Le risque locatif est également mieux réparti. En effet, vous avez le choix entre un bail unique pour l’ensemble des colocataires ou un bail individuel pour chaque occupant. Avec un bail commun, si un colocataire quitte le logement, les autres continuent à payer leur quote-part. En insérant une clause de solidarité dans le bail, chaque colocataire devient responsable de la totalité du loyer et des charges dues, ainsi que des dégradations locatives.

Autrement formulé, le propriétaire peut réclamer à n’importe lequel des colocataires la totalité du loyer, des charges ou encore le coût des éventuelles dégradations. Chacun s’engage donc à assumer les obligations des autres s’ils ne les respectent pas. Du côté du bailleur, le bail solidaire représente une véritable garantie dans la mesure où elle limite les démarches pouvant être longues pour identifier le locataire responsable d’un impayé ou de dégradation locatives. 

En optant pour un bail solidaire pour sa colocation, le propriétaire reste protégé et peut continuer à percevoir son loyer sans interruption.

Colocation : la clause de solidarité est-elle automatique ?

Si la clause de solidarité est fortement conseillée en colocation, elle n’est pas automatique. Pour avoir un bail solidaire en colocation, la clause de solidarité doit impérativement figurer dans le contrat signé par les colocataires. Dans le cas contraire, chaque occupant n’est tenu que de sa quote-part du loyer, ce qui limite sa responsabilité financière aux seuls engagements personnels.

Précisons d’ailleurs qu’un bail de colocation ne peut être solidaire que s’il est commun à l’ensemble des colocataires. Si chaque occupant dispose d’un contrat individuel, aucune solidarité ne peut s’appliquer entre eux.

D’autre part, une fois inscrite, la clause de solidarité s’impose à toutes les parties et ne peut être annulée unilatéralement. Son retrait exige l’accord conjoint du bailleur et de l’ensemble des colocataires. Si des colocataires souhaitent se désolidariser, ils doivent signer un avenant précisant que la solidarité est levée à compter d’une date déterminée, pour une ou plusieurs personnes. Toutefois, le propriétaire-bailleur n’est pas tenu d’accepter cette modification.

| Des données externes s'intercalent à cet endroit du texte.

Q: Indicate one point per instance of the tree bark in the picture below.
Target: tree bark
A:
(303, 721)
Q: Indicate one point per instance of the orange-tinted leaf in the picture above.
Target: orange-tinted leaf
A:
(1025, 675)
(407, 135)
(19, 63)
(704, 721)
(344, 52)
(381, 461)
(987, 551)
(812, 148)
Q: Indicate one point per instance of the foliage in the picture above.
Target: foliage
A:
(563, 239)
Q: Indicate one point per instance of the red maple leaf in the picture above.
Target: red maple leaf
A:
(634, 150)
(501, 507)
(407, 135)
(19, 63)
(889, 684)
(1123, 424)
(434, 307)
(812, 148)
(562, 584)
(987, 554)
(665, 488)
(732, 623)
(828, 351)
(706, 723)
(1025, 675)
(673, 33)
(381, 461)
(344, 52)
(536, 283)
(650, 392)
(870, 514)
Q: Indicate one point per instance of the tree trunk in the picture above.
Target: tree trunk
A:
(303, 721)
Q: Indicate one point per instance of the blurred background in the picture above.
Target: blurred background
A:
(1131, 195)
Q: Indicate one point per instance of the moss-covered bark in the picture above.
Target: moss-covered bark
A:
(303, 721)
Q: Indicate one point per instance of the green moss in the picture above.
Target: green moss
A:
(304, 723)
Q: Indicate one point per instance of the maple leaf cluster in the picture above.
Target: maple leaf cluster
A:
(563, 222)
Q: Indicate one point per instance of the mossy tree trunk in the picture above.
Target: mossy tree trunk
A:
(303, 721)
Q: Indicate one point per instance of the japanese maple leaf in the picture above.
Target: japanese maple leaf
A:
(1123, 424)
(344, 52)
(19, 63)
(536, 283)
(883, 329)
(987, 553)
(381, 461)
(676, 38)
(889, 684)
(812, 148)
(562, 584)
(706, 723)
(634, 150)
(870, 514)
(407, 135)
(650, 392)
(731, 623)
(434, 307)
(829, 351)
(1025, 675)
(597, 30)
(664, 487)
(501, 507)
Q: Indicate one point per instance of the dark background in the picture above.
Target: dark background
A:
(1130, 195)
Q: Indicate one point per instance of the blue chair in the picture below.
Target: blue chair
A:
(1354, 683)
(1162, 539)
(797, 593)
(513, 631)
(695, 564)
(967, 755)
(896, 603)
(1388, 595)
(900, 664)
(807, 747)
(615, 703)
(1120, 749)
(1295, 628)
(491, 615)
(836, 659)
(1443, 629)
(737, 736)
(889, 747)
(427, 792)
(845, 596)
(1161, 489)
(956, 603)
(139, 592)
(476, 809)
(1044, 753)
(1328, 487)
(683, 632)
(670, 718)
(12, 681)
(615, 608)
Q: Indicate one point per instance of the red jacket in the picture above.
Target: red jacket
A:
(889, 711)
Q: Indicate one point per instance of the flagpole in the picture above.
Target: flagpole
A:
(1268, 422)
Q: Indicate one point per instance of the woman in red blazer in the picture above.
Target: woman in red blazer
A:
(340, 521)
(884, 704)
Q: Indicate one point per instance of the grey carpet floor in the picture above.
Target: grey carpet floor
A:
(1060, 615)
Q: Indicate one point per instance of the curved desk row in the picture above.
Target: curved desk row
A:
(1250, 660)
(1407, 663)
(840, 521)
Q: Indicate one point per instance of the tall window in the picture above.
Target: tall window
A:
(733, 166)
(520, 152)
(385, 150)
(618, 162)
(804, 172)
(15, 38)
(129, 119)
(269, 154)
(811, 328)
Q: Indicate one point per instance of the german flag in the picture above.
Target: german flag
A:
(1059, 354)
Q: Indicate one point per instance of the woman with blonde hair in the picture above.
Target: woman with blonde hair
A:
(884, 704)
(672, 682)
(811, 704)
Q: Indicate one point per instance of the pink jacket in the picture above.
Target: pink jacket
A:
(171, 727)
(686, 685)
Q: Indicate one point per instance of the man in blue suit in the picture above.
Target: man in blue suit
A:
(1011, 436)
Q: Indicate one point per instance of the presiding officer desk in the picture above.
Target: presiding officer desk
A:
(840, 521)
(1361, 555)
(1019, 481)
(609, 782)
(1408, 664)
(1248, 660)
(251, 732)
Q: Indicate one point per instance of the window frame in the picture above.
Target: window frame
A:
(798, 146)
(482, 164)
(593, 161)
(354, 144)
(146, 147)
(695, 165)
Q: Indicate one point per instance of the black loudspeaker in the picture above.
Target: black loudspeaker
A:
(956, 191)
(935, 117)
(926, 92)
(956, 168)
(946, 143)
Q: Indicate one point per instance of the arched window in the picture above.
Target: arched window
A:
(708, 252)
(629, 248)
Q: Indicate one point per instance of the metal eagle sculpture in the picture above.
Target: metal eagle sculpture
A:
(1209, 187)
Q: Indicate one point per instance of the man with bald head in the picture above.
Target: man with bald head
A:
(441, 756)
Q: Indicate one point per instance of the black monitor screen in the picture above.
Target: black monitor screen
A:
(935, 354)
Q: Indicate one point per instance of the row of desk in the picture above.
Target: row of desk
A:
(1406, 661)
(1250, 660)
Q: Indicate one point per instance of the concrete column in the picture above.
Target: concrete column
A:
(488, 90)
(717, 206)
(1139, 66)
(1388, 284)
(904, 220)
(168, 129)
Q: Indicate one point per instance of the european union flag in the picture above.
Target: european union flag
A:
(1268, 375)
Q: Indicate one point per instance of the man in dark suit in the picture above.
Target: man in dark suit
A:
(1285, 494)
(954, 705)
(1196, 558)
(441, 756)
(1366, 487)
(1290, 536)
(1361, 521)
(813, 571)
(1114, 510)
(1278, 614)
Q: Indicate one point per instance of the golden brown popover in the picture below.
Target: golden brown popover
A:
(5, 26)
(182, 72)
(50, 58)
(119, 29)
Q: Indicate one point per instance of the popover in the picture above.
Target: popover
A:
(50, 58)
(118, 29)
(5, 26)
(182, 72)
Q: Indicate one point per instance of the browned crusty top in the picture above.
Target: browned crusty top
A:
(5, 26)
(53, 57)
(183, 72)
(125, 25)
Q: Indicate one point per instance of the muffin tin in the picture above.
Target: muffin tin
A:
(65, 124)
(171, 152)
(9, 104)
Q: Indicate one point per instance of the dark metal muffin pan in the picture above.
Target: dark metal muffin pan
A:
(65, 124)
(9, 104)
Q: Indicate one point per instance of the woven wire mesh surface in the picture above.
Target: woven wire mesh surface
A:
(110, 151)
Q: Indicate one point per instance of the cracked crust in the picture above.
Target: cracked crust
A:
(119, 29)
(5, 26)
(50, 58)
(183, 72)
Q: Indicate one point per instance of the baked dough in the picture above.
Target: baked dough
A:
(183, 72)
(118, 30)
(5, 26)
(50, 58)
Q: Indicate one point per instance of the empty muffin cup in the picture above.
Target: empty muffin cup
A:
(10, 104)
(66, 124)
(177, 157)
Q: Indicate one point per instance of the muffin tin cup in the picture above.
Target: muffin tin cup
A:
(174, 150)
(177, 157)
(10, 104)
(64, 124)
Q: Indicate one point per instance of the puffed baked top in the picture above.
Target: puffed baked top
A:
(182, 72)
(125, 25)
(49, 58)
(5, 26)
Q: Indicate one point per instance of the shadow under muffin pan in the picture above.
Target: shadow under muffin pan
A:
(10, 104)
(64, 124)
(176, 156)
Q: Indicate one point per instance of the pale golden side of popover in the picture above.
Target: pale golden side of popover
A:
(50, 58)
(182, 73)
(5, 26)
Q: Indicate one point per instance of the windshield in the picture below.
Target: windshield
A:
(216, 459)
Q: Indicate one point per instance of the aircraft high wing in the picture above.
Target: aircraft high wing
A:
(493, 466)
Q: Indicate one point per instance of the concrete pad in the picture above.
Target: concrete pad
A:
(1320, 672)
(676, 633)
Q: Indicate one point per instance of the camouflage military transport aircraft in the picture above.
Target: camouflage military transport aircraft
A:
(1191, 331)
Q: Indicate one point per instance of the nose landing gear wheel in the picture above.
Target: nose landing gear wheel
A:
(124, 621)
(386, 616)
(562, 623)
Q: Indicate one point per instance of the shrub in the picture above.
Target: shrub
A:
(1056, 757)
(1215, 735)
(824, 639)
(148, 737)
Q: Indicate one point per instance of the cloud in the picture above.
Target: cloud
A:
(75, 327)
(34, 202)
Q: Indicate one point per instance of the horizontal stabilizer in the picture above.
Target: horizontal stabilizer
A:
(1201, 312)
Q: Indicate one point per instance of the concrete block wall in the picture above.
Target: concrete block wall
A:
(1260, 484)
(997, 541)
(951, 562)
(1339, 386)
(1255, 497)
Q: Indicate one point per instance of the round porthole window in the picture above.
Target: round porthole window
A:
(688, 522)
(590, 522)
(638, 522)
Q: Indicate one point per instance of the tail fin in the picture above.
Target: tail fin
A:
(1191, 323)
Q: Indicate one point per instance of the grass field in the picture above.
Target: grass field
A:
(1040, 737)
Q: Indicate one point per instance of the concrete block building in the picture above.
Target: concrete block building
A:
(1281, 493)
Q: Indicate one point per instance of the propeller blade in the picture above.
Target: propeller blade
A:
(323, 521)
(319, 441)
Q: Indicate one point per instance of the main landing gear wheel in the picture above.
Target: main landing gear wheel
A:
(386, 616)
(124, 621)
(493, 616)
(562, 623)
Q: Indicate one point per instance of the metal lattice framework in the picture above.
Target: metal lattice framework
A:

Les colocataires peuvent également attendre le renouvellement du bail pour supprimer ou modifier la clause, toujours avec l’accord du propriétaire.

Bail solidaire en colocation : comment ça marche exactement ?

Comme nous l’avons déjà évoqué le bail solidaire de colocation transforme l'engagement individuel en une responsabilité collective. Dans ce cadre, chaque occupant est tenu de respecter l’intégralité des obligations contractuelles.

Concrètement, si un colocataire manque à sa part du loyer ou des charges, le propriétaire a le droit de réclamer la totalité de la dette au colocataire le plus solvable ou joignable. Cette règle s'applique également aux réparations locatives. La personne propriétaire peut donc exiger le paiement des dégradations à n'importe quel membre de la colocation, ainsi qu’à leurs garants éventuels, sans avoir à identifier l'auteur précis des dommages.

Le départ d’un habitant ne rompt pas instantanément ce lien juridique. Selon la loi ALUR, le locataire sortant, ainsi que son garant, restent solidairement responsables des impayés pendant une période maximale de 6 mois après la fin du préavis. Cette protection pour le propriétaire s'arrête toutefois de manière anticipée si un nouveau remplaçant est officiellement intégré au bail via un avenant signé par toutes les parties. Passé ce délai de 6 mois, la solidarité s’arrête automatiquement pour les dettes futures. Néanmoins, les dettes accumulées durant la période de validité demeurent exigibles.

Dans le cadre d’une colocation avec bail solidaire, le propriétaire peut poursuivre le garant d’un colocataire pour les dettes d’un autre.